There is much more to the viewpoint that overweight and obesity are public health problems rather than simply individual/personal ones, but I will save more of this discussion for future posts.

Progressive fathering

In earlier posts, I've discussed on-line resources related to mothering, but today I came across two blogs by Daddychip (Daddychip and DaddyChip2: gender and social issues), who describes himself as "a former stay-at-home dad who wishes he could have stayed at home longer." Daddychip writes about parenting and in particular fathering issues from a feminist perspective. I like his blogs because he not only writes eloquently about his children and experiences with them but also serves as a model for "progressive fathering" by challenging gender stereotypes about fathers and the role they can play in their children's lives.

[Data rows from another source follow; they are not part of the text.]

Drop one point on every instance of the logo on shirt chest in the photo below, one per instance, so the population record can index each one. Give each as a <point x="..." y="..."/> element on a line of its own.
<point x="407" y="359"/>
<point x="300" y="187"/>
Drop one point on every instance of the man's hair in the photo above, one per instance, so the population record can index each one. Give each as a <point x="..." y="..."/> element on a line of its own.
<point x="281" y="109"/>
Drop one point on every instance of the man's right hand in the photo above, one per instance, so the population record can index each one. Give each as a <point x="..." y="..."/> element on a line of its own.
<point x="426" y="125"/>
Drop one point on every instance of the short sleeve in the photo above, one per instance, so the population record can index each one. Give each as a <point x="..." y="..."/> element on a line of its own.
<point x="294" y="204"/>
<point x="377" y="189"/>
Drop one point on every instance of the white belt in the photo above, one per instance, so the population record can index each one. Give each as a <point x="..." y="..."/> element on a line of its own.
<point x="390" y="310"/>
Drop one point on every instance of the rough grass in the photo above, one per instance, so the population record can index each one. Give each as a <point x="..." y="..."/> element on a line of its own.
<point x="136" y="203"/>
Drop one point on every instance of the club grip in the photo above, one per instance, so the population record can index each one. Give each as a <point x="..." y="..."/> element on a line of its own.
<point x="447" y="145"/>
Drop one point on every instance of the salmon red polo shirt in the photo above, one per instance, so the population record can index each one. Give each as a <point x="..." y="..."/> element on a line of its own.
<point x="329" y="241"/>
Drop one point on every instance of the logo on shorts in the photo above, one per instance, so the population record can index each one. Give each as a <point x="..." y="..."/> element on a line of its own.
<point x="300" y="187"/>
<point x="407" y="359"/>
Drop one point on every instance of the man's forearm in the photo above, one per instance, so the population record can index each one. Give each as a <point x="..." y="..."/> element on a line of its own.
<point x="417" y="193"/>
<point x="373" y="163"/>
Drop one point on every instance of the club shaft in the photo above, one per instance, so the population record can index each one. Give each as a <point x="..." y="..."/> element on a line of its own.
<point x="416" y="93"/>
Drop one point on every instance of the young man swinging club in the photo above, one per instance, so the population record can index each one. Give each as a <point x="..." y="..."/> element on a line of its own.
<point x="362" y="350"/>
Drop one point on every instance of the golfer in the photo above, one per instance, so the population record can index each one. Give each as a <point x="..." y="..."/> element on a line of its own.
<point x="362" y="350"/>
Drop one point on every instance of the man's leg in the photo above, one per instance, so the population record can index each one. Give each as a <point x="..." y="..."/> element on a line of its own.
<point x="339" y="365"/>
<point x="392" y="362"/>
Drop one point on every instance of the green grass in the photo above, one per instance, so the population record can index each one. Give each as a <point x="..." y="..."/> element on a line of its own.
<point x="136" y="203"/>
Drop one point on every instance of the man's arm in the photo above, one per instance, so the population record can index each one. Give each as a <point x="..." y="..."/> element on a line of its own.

Daddychip also links to other blogs written by fathers and to an interesting site called Dads and Daughters: resources and support for fathers of girls. I have yet to go through all of his links, but when I do, I will be sure to list some of them in my own set of links.

Wednesday, May 18, 2005

Pew report on health information and the internet

As part of its Internet and American Life Project, Pew just released a report about the public's use of the internet for health purposes. Here's the report's summary which was written by Suzannah Fox:



Eight in ten internet users have looked online for information on at least one of 16 health topics, with increased interest since 2002 in diet, fitness, drugs, health insurance, experimental treatments, and particular doctors and hospitals.

As reported in the July 2003 report, "Internet Health Resources,"
certain groups of internet users are the most likely to have sought health information online: women, internet users younger than 65, college graduates, those with more online experience, and those with broadband access.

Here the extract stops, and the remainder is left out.